De leur côté Nicolas et François sont allés vérifier que tout allait bien pour la voiture de Didier au Mont St Michel, puis faire sécher quelques vêtements trop mouillés la veille. Sans nous en rendre compte, en raison de notre acharnement à avancer, et du peu de pauses que nous nous accordons, nous avançons vite, si bien que nous arrivons bientôt en vue d’Ancteville. Le manoir n’est pas compliqué à trouver, et nous y sommes attendus pour un cocktail d’accueil à 18h : nous aurons donc une heure pour nous remettre de nos émotions, quitter nos chaussures détrempées, etc., quelle joie rien que d’y penser ! Nous terminons comme toujours sur quelques voies goudronnées. Isabelle peine, à l’arrière du groupe, ses ampoules lui font mal. Soline et Elise, qui commence à avoir mal à la cheville elle aussi, la précèdent, mais pas de beaucoup. Didier et Sylvain sont, comme souvent, ceux qui endurent le mieux l’effort.


Nous voici enfin devant le panneau d’entrée du domaine du Manoir de la Foulerie qui nous accueille gracieusement ce soir : Michel et Sylvie ENOUF nous mettent en effet à disposition des caravanes pour y passer la nuit au chaud et au sec, avec tout le confort juste à côté, ce sera un vrai bonheur ! Nous traversons l’entrée et nous nous dirigeons vers la réception afin d’y être accueillis par le cuisinier de la crêperie du Manoir : un monsieur très actif et dynamique qui nous salue avec entrain, nous annonçant ce qui est prévu pour nous souhaiter la bienvenue : visite de M. le Maire, présence d’un journaliste, et surtout cocktail de bienvenue préparé par ses soins à la demande de M. ENOUF, dans le salon du magnifique Manoir qui domine la cour principale ! Petits canapés au boudin de Normandie, et dégustation d’une boisson nommée « Grand Bleu » sont au programme, hmmm… Nous tombons de fatigue, mais nous sommes touchés de tant d’attention ! Ceci dit, aïe, si le journaliste vient à 18h, nous devons rester en tenue jusqu’à ce moment-là… et garder nos chaussures !? Mais devant tant de gentillesse, nous acceptons rapidement cet effort. En attendant le maître des lieux, on nous installe dans la salle de la crêperie, et le cuisinier nous apporte de quoi nous rafraîchir, des boissons chaudes, etc. Nous sommes là comme des rois, nous qui apprenons chaque jour l’humilité (oui, et l’humidité aussi, il vaut mieux en rire !). Nous prévenons François et Nicolas afin qu’ils ne soient pas en retard pour la petite réception, et nous prenons enfin un vrai moment de détente et de repos… Elise, épuisée physiquement et moralement après l’épreuve de la journée, tombe de sommeil sur la table.

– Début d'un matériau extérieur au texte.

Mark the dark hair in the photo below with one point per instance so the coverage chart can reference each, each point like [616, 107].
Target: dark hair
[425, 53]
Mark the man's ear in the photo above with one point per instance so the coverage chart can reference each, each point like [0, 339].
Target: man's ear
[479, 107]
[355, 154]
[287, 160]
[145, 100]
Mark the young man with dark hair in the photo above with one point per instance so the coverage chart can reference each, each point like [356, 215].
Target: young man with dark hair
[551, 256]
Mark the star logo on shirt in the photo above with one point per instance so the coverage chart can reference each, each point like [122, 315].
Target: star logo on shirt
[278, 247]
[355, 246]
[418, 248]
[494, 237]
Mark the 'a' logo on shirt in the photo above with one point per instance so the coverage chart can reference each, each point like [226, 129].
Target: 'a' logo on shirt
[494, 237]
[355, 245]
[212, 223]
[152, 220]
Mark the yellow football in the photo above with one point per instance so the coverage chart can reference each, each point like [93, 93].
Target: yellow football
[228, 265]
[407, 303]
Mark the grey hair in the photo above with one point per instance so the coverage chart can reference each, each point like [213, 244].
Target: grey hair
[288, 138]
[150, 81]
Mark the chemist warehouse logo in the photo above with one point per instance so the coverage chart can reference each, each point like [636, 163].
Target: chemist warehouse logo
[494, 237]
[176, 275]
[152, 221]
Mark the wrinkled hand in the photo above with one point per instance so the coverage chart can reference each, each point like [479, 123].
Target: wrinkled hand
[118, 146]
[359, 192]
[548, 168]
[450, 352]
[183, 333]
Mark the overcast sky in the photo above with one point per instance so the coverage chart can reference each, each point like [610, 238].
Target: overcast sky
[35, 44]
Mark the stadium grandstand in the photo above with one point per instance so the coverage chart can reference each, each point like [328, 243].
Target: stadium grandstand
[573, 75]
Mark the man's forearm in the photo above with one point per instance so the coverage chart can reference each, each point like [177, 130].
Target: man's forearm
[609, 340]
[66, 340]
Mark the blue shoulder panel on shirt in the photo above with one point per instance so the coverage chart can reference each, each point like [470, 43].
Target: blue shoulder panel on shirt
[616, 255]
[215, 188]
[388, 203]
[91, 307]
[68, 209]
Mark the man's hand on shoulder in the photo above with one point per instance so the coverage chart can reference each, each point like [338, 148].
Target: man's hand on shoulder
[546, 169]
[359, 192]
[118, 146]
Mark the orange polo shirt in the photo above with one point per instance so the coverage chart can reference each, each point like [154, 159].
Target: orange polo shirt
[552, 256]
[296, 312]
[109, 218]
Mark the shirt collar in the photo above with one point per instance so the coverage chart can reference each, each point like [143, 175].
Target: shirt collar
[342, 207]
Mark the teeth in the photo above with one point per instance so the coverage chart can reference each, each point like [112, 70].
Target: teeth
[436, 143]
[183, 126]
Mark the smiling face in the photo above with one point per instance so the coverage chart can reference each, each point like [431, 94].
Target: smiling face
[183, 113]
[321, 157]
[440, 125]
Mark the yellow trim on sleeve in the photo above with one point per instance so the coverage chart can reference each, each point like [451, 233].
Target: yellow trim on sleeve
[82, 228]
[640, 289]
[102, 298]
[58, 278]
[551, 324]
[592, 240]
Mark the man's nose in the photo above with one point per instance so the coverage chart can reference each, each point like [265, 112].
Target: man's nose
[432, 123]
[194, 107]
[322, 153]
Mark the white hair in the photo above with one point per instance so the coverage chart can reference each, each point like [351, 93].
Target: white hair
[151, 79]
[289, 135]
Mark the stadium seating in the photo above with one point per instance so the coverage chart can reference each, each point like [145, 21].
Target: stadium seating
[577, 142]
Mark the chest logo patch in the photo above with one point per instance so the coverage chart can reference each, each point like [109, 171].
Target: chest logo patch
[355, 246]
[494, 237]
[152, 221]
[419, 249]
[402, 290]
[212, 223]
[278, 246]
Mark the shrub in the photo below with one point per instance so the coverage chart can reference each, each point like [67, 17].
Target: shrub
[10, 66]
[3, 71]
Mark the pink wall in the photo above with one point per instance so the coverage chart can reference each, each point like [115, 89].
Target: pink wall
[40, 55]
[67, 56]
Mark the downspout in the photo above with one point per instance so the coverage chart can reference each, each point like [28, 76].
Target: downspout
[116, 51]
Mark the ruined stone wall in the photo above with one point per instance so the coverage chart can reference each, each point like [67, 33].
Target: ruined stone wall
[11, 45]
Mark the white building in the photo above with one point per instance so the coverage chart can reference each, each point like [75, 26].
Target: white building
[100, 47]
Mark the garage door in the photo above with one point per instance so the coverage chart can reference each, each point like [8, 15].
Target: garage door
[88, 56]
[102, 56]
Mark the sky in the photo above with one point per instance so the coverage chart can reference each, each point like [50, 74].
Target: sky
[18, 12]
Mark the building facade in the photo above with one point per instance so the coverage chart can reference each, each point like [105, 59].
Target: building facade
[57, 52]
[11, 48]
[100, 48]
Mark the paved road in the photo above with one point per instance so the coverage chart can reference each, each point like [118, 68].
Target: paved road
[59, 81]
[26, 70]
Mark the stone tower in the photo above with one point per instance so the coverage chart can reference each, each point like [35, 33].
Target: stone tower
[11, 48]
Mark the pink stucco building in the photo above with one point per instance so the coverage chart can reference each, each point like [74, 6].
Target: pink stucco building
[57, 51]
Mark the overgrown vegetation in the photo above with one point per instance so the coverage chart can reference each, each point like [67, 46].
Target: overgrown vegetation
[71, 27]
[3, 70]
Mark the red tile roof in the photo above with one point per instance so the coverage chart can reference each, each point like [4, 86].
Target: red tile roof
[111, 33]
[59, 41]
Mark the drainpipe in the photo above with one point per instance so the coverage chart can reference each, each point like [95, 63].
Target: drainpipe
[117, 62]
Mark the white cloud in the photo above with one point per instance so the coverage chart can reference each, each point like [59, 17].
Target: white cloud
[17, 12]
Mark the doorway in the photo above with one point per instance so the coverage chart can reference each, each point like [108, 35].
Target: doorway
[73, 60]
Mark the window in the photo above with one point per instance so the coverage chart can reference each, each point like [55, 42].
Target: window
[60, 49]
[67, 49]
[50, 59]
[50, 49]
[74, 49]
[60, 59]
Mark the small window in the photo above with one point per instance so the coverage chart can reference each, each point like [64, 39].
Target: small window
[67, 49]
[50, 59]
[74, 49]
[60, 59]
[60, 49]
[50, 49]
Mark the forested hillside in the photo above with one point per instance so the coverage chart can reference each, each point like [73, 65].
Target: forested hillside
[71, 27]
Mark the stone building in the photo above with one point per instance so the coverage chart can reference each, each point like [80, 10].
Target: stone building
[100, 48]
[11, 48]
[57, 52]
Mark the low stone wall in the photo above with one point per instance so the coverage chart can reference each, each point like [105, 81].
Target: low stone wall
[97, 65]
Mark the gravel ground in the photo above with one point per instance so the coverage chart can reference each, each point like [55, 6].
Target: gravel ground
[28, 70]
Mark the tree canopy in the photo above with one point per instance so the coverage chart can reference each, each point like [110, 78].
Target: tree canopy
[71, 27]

Michel ENOUF arrive avec son épouse, nous commençons de discuter un peu, de ce que nous avons déjà vécu, de ce qui nous attend, etc. Ce sont également tous ces moments que nous espérions dans notre aventure : le partage et l’échange, qui sont toujours enrichissants. Puis Nicolas et François arrivent. Ils rient en voyant notre état, Nicolas regrette de ne pas avoir pu en être car il attendait avec impatience ce genre de chemins. Le journaliste arrive enfin, ainsi que M. le Maire dont la présence nous honore : vite la photo, afin que nous puissions mettre à l’air nos pieds qui macèrent… ! Nous rions tous de nos tenues, de nos mines, nous discutons à battons rompu, et le spectacle de nos pieds déchaussés sera un fameux moment d’étonnement et d’amusement ! Il faut dire qu’ils n’ont pas fière allure, ces pieds tous fripés après le séjour dans l’eau, colorés du tanin des chaussures, ces ampoules qui ont pris de drôles de couleur. Il va nous falloir nettoyer et soigner tout cela proprement ce soir ! Mais pour le moment, place au réconfort et à la détente, nous sommes attendus dans le salon du Manoir. Nous sommes d’ailleurs tous gênés d’y entrer, tant nous nous sentons en décalage avec le lieu, somptueux, propre et pimpant !...


Nous avons l’agréable surprise de trouver dans le salon une affiche avec un mot de bienvenue à notre attention, pèlerins en voyage vers Compostelle, en étape vers le Mont St Michel. Et devant la cheminée monumentale, c’est à notre santé que l’on boit et que l’on régale les papilles ! C’est délicieux, succulent, hors du temps pour nous qui mangeons à la mode du XVe s. midi et soir. Et c’est un bon moment que nous passons là, à évoquer notre projet, sa naissance, son déroulement, nos rêves, etc. Il y a même un ami d’Isabelle et Didier qui arrive pour se joindre à nous : il nous a trouvé tout seul, personne ne lui avait dit que nous étions là ce soir, là !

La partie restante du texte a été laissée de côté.